Will Wooten is an American prosecutor who serves as a Deputy District Attorney in Fulton County, Georgia. He has worked as a public defender and prosecutor in multiple jurisdictions and was part of the prosecution team in the Georgia election interference case. In 2026, he became a candidate for the Georgia Court of Appeals, which he lost.

== Early life and education ==
Wooten grew up in Columbia, South Carolina. His father was a lawyer and his uncle, Judge Terry L. Wooten, is a senior U.S. district judge in South Carolina. Wooten received his undergraduate degree from the University of Miami, where he initially studied marine biology and then shifted in the middle of his four years, graduating with a degree in journalism. He spent two and a half years at the Miami Herald, and then decided to shift towards a legal career. He earned a law degree from Emory University School of Law, where he has since gone on to teach as well.

== Career ==
Wooten began his legal career as a public defender in a rural judicial circuit outside Knoxville, Tennessee, representing indigent defendants, before returning to the Atlanta area in 2018. He spent four years at the Clayton County District Attorney's office prosecuting criminal cases and also spent time at the Gwinnett County Solicitor-General's office.

In January 2021, Fulton County District Attorney Fani Willis brought Wooten into her office to lead the white-collar crime unit inside the DA's office. He announced the formation of a Fulton County District Attorney LGBTQ+ Crimes Victim Vigil, which works with members of the LGBTQ community to ensure that crimes involving them are handled correctly. Wooten noted that the committee planned to hold town halls, and the committee wanted "queer people to know there are queer people in our office."

In addition to his work on the election interference case, Wooten worked on several other cases, including a RICO case against members of the PDE gang that was investigated for two years by his unit, the arrest of a fake dentist who advertised themselves as being Atlanta's premier 'veneer' specialist, and a RICO case against the husband of a co-host from the The Steve Harvey Morning Show who defrauded victims and took their assets.

=== 2020 election influence case ===
District Attorney Willis assigned Wooten to the Georgia election racketeering case prosecuting President Donald Trump for alleged election interference six months after he started in the role. As soon as she warned him that he was going to be brought onto the case, Wooten shut down his social media and stopped doing any interviews. Wooten was one of two members of the District Attorney's office to attend grand jury hearings for the case.

In an interview with Georgia Public Broadcasting, Wooten noted that the state's position was that the time estimate to hear the case would be the same, whether the RICO prosecutions were separated between the 19 defendants of if they were heard together. Wooten was quoted by WSB-TV denying allegations that the prosecution withheld evidence from the defense. He testified in a hearing in South Carolina to explain the grand jury process and to attempt to compel testimony from Representative Mark Meadows in the case. Wooten also was the prosecutor at trial in the case of Misty Hampton, the former Coffee County Elections Director.

=== Campaign for Court of Appeals ===
Wooten announced his candidacy on March 5, 2026 for the Georgia Court of Appeals, challenging incumbent Judge E. Trenton Brown III as a part of the larger 2026 Georgia Court of Appeals election. Brown had previously authored a majority opinion for the Court of Appeals barring District Attorney Fani Willis's office from prosecuting the Trump 2020 election influence case, in which Wooten had served as a prosecutor.

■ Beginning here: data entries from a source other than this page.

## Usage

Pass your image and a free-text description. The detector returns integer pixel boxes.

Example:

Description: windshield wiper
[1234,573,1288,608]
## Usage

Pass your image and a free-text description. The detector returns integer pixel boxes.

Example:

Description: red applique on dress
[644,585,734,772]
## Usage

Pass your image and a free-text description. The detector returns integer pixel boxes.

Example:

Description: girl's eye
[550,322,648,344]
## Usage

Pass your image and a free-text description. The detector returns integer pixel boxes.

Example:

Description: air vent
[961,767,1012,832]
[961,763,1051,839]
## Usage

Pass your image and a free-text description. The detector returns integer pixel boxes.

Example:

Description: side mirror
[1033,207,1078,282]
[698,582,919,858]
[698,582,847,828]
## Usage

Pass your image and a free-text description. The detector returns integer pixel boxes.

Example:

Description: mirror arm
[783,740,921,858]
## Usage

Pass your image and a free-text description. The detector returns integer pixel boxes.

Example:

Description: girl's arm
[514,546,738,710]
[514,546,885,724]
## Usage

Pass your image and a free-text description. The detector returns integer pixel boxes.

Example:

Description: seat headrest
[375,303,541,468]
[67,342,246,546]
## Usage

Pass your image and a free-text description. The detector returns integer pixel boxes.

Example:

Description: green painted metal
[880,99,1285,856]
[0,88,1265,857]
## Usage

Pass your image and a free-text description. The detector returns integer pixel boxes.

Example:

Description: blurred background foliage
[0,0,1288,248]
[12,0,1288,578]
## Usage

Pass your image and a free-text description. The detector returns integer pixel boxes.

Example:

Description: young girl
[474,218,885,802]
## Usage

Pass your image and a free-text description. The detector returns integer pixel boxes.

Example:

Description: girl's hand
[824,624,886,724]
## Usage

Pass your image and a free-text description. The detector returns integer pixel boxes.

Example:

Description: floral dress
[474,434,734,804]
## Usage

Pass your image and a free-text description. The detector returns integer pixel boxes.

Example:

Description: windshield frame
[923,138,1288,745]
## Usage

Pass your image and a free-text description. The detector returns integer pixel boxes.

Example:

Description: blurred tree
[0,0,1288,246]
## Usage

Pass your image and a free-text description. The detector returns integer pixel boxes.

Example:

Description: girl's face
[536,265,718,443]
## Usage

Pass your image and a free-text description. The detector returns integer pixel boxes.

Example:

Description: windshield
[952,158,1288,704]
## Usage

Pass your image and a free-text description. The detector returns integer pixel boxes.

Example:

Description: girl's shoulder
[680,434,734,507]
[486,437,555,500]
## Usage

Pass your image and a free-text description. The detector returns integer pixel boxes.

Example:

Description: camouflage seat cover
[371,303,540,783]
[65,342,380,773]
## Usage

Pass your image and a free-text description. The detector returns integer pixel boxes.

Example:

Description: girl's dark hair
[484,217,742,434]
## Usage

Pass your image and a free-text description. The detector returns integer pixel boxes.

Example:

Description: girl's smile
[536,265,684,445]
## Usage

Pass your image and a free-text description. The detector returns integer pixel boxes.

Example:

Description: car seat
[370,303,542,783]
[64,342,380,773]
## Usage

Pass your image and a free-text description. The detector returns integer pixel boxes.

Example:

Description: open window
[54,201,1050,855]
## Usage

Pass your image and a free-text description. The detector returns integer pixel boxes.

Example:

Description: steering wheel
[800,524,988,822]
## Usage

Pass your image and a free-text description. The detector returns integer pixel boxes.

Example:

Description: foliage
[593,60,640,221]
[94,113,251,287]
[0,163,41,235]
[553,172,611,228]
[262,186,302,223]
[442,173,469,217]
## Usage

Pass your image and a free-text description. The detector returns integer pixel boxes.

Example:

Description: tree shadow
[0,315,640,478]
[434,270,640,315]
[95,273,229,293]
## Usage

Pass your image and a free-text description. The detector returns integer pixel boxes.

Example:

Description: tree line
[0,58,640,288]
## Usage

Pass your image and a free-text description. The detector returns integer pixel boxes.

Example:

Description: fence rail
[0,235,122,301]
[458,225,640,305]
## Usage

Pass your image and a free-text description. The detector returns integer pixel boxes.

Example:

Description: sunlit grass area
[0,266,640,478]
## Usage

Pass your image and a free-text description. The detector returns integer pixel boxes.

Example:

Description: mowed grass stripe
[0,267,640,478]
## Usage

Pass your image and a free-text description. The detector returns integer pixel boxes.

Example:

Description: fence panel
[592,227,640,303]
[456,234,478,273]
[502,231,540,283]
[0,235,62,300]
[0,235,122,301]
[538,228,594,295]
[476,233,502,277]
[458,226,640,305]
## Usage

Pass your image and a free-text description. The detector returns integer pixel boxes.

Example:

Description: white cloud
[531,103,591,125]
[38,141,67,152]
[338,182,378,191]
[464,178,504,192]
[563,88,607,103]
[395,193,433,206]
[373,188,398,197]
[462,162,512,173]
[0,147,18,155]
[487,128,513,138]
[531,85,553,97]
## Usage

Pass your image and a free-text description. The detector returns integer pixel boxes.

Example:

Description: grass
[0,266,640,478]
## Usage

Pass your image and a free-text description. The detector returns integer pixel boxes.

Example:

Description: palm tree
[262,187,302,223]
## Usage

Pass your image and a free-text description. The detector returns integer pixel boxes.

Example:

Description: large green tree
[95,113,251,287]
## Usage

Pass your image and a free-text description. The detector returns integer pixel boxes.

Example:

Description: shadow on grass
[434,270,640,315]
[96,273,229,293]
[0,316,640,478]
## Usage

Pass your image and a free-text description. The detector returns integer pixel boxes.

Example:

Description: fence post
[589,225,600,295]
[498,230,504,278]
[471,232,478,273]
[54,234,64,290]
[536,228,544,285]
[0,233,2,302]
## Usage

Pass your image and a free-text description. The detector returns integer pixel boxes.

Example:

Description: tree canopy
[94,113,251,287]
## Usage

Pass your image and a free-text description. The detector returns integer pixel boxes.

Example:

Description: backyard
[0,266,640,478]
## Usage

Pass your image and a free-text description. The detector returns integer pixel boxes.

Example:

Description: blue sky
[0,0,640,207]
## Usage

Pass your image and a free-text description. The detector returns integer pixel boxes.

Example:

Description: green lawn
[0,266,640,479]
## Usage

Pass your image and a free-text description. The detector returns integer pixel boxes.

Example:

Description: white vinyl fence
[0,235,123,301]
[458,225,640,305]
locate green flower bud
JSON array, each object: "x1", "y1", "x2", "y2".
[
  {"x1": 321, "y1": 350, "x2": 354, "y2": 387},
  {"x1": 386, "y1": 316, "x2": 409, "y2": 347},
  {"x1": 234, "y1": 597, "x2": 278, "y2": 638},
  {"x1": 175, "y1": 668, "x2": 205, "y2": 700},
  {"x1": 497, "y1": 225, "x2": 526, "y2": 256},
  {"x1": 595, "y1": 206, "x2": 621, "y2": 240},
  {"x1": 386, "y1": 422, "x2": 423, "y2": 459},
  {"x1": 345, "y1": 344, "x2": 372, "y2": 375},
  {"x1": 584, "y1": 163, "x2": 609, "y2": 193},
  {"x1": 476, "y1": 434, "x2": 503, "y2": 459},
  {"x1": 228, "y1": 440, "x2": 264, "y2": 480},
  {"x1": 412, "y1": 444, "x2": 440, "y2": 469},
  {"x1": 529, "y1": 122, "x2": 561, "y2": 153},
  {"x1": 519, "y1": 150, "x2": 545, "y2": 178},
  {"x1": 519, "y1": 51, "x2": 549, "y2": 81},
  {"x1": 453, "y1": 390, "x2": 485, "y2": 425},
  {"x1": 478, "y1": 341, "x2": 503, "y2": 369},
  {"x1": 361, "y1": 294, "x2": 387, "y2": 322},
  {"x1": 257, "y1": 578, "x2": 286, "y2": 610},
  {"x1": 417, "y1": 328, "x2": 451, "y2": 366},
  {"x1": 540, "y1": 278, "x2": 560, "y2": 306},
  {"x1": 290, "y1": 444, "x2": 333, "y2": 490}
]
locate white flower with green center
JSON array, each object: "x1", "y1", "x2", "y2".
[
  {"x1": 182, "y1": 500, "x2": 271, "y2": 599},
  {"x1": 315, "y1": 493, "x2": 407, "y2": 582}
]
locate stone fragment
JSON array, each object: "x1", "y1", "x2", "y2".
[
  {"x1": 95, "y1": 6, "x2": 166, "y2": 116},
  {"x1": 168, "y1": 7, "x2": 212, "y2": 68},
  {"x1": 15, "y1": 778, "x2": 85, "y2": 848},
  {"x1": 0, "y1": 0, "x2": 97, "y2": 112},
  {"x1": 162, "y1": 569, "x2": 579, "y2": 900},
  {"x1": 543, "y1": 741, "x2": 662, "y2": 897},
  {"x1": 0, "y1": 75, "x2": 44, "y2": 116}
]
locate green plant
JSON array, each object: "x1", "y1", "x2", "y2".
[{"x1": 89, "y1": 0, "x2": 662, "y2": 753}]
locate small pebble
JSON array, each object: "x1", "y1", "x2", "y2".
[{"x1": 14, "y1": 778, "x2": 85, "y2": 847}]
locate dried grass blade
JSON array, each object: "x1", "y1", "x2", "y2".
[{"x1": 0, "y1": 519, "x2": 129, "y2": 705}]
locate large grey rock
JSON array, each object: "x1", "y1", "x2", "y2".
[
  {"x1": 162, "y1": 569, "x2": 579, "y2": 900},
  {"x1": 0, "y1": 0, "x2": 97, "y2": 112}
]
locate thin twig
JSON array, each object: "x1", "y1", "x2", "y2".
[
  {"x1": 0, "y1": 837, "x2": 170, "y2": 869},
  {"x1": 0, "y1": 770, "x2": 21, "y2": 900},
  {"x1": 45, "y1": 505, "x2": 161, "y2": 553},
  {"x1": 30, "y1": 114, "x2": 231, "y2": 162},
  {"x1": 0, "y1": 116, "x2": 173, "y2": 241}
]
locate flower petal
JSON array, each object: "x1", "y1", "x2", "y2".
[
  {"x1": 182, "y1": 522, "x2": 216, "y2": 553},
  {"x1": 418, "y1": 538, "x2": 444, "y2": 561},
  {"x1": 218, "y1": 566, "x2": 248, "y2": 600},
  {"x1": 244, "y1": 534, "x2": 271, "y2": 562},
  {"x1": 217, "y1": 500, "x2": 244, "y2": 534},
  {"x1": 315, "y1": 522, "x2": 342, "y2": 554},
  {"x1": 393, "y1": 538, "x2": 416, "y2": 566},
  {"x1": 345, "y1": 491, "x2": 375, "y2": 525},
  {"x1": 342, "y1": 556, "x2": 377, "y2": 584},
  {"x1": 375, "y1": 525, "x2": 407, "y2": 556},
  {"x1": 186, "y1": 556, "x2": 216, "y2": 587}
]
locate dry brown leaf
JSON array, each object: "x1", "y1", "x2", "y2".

The election is formally nonpartisan, as are all judicial campaigns in Georgia, though candidates are permitted to campaign and raise funds. Wooten's campaign has emphasized themes of equal application of the law and the role of courts in reviewing government power. In an interview with The Atlanta Journal-Constitution, he stated that “the law has to apply the same to everyone,” while declining to comment directly on the election interference case due to judicial ethics rules because of his involvement in the case. If he was elected, he would have been the first member of the LGBTQ community to hold statewide office in Georgia. Wooten lost to the incumbent, Judge Brown III.